Abstract: In recent decades, governments have started to maintain an online presence of their archives and documentation of their proceedings and decisions. Newspapers around the world continue to produce daily textual data. Different groups and individuals are also employing online platforms at a rapid rate, like Twitter, Facebook, and Reddit, that constantly store data about users’ activities. All of this has led to an availability of extensive text data online that social scientists can make use of to answer pressing research questions that were previously difficult to approach. In this talk, I speak about the applications of Text as Data in the field of political science. Specifically, I focus on two types of text as data, newspaper articles and US legislation. The talk discusses a recent publication that uses NLP and text analysis on over one million news articles to identify the prevalence of Russian illiberal discourse and its timing relative to German elections. The talk also underlines how NLP and computational text analysis methods are used on US legislation to build a dataset about economic sanctions that improves coverage of US sanction cases from previous datasets.

Speaker Bio: Ashrakat Elshehawy is a visiting PhD student at Yale University and a doctoral student at the Department of Politics and International Relations at the University of Oxford.

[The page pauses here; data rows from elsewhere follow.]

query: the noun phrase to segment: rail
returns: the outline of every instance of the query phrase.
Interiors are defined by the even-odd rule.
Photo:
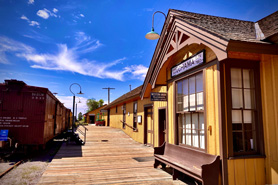
[[[130,126],[129,124],[127,124],[126,122],[120,120],[124,125],[126,125],[127,127],[131,128],[134,132],[138,132],[138,129],[133,127],[133,126]]]
[[[79,128],[79,126],[82,126],[84,128],[84,131],[81,130]],[[86,128],[84,125],[82,125],[78,122],[78,127],[76,128],[76,131],[78,131],[83,136],[84,144],[86,143],[86,133],[87,133],[88,130],[89,130],[88,128]]]

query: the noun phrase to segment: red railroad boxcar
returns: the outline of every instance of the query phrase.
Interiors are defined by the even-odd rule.
[[[45,145],[68,129],[69,116],[70,109],[47,88],[17,80],[0,84],[0,130],[9,130],[18,144]]]

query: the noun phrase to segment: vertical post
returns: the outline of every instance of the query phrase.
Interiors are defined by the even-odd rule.
[[[76,117],[76,120],[78,120],[78,114],[77,114],[77,102],[75,104],[75,117]]]
[[[72,110],[72,134],[74,133],[73,127],[74,127],[74,104],[75,104],[75,95],[73,96],[73,110]]]
[[[109,104],[110,103],[110,89],[115,89],[115,88],[107,87],[107,88],[102,88],[102,89],[108,89],[108,104]]]

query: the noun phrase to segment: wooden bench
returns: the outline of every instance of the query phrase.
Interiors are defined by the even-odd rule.
[[[217,185],[220,175],[220,157],[184,148],[178,145],[163,143],[154,148],[154,168],[159,164],[163,168],[173,168],[173,180],[179,173],[184,173],[202,182],[203,185]]]

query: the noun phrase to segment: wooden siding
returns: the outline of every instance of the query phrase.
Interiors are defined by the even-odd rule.
[[[167,87],[166,86],[160,86],[157,88],[154,88],[152,92],[167,92]],[[158,140],[159,140],[159,131],[158,131],[158,108],[160,107],[166,107],[167,102],[165,101],[155,101],[153,102],[153,121],[154,121],[154,147],[158,146]]]
[[[278,56],[262,55],[260,68],[266,183],[278,184]]]
[[[229,185],[265,184],[264,159],[228,160]]]
[[[211,66],[205,70],[205,100],[206,100],[206,132],[207,153],[220,155],[219,148],[219,107],[217,84],[217,66]],[[211,134],[208,128],[211,126]]]
[[[168,84],[168,142],[175,144],[174,134],[174,85],[173,83]]]

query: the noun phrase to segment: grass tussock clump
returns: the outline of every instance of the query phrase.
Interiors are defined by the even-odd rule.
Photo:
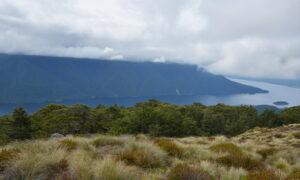
[[[123,145],[124,142],[121,139],[115,138],[115,137],[106,137],[106,136],[100,136],[97,137],[92,144],[96,147],[100,146],[115,146],[115,145]]]
[[[250,172],[245,180],[281,180],[273,171],[262,170]]]
[[[57,174],[53,180],[77,180],[73,173],[70,171],[64,171],[60,174]]]
[[[247,171],[242,168],[228,168],[212,161],[201,161],[197,167],[218,180],[241,180],[247,174]]]
[[[250,171],[265,168],[265,165],[262,161],[252,159],[242,154],[229,154],[219,157],[216,159],[216,162],[228,167],[243,168]]]
[[[136,142],[127,145],[118,159],[142,168],[159,168],[166,166],[168,155],[152,143]]]
[[[41,176],[45,179],[51,179],[52,177],[58,177],[59,175],[67,172],[68,170],[68,161],[66,159],[61,159],[58,162],[48,164],[42,169]]]
[[[212,180],[204,171],[192,168],[186,164],[175,166],[168,174],[168,180]]]
[[[264,149],[258,150],[256,152],[257,152],[257,154],[260,154],[263,159],[266,159],[268,156],[272,156],[278,151],[279,150],[276,148],[264,148]]]
[[[276,138],[285,138],[286,136],[285,135],[283,135],[283,134],[280,134],[280,133],[278,133],[278,134],[275,134],[274,135]]]
[[[64,160],[67,152],[57,149],[49,153],[31,153],[22,151],[10,166],[5,170],[5,174],[12,176],[11,179],[50,179],[54,175],[62,173],[68,168],[68,163]],[[14,172],[14,173],[11,173]],[[6,178],[9,179],[9,178]]]
[[[3,171],[7,165],[8,162],[16,157],[16,155],[20,152],[19,149],[2,149],[0,151],[0,172]]]
[[[299,180],[300,179],[300,168],[294,169],[285,180]]]
[[[293,136],[294,136],[296,139],[300,139],[300,132],[294,133]]]
[[[72,151],[67,160],[69,162],[69,170],[74,173],[78,180],[92,180],[94,178],[94,158],[92,158],[90,152],[84,150]]]
[[[95,179],[101,180],[139,180],[139,172],[134,167],[129,167],[122,162],[104,159],[97,162],[94,168]]]
[[[66,147],[68,151],[76,149],[78,143],[72,139],[63,139],[60,141],[63,147]]]
[[[161,149],[166,151],[169,155],[175,156],[178,158],[183,158],[185,154],[185,149],[177,145],[171,140],[157,140],[155,142]]]
[[[290,172],[291,165],[285,159],[279,159],[274,163],[274,167],[282,172]]]
[[[211,151],[229,154],[243,154],[243,150],[233,143],[220,143],[209,147]]]

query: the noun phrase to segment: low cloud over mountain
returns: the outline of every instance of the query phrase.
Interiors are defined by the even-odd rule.
[[[2,0],[0,52],[300,75],[298,0]]]

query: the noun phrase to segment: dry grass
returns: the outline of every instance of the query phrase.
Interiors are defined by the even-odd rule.
[[[15,142],[0,149],[0,179],[297,180],[299,127],[254,128],[233,138],[99,135]]]

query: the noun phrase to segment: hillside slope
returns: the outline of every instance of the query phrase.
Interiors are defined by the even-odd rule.
[[[0,102],[265,93],[196,66],[0,55]]]
[[[1,148],[0,178],[298,180],[299,131],[292,124],[234,138],[97,135],[13,143]]]

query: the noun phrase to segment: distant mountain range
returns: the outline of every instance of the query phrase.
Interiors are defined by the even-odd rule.
[[[266,92],[193,65],[0,54],[0,103]]]

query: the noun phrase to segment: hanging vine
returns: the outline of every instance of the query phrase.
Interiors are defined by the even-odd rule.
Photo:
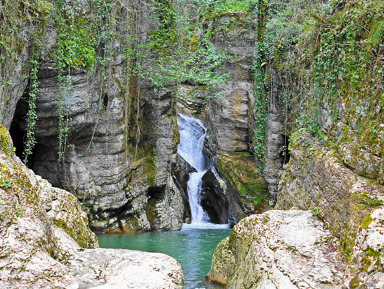
[[[56,97],[59,148],[58,161],[63,161],[68,140],[69,97],[72,84],[71,71],[92,68],[95,62],[95,38],[92,25],[78,7],[77,1],[69,6],[63,0],[56,1],[55,23],[57,31],[56,71],[59,91]]]
[[[253,135],[253,151],[258,162],[259,171],[264,170],[264,146],[265,146],[265,129],[267,121],[268,100],[264,86],[265,75],[265,55],[266,45],[264,43],[265,24],[267,17],[267,3],[265,0],[259,0],[255,5],[257,13],[257,29],[255,56],[253,62],[254,70],[254,135]]]
[[[28,112],[26,116],[26,135],[24,139],[24,151],[23,151],[23,162],[28,163],[28,158],[32,155],[33,148],[37,143],[35,137],[35,127],[37,122],[36,113],[36,99],[37,93],[39,92],[39,81],[37,78],[37,72],[39,69],[39,62],[37,60],[38,52],[33,49],[32,59],[30,60],[30,72],[29,72],[29,92],[28,92]]]

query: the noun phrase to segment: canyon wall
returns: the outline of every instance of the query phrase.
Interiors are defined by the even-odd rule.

Her research interests lie in the field of comparative political economy. Her research draws on questions related to the politics of public service provision and the politics of information. In her recent publications, she has focused on how foreign policy tools, such as economic sanctions, interact with domestic politics and how the NLP techniques can be used to analyse them. She has authored several journal publications related to digital humanities, including “SASCAT: Natural Language Processing Approach to the Study of Economic Sanctions” and “Illiberal Communication and Election Intervention during the Refugee Crisis in Germany”. She also taught several courses at the graduate level on Applied Statistics, Python, and Computational Text Analysis.